Cambricon has announced that it has completed the "Day0" adaptation of the entire DeepSeek's latest open-source model DeepSeek-V4 series based on the vLLM inference framework. This adaptation includes the Flash version with 285B parameters and the Pro version with 1.6T parameters, ensuring stable operation of the model on Cambricon hardware platforms on the day of release. The corresponding adaptation code has been officially open-sourced to the GitHub community.

For the unique sparse attention and compressed structure of DeepSeek-V4, Cambricon has specially accelerated core modules such as Compressor by using its self-developed vector fusion operator library Torch-MLU-Ops. Using the high-performance programming language BangC, the Cambricon team has written highly optimized kernels for hot operators such as sparse Attention and GroupGemm, and fully supports five-dimensional hybrid parallel strategies (TP/PP/SP/DP/EP), low-precision quantization, and PD separation deployment in the vLLM framework. These technical approaches significantly improve the token throughput of end-to-end inference while meeting latency constraints.

On the hardware side, Cambricon deeply leverages the memory access and sorting acceleration features of MLU to effectively address the complex indexing structure of DeepSeek-V4. With the advantages of high interconnect bandwidth and low-latency communication, this solution maximizes the reduction of communication loss in Prefill and Decode scenarios, improving inference utilization.

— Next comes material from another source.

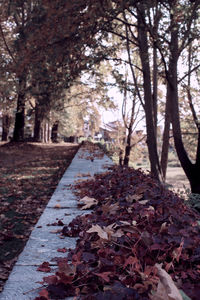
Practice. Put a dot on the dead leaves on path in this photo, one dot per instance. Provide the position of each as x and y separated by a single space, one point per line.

Industry analysis indicates that DeepSeek-V4, with its ultra-long context of one million words (1M) and top-tier logical reasoning performance, imposes strict requirements on the underlying computing architecture. Cambricon's agile adaptation on the day of the model's release not only demonstrates the capability of domestic computing platforms to support ultra-large-scale, complex-structured models, but also indicates that the domestic AI industry chain has entered a mature stage in software-hardware collaboration, providing an efficient computing foundation for the popularization of large model applications.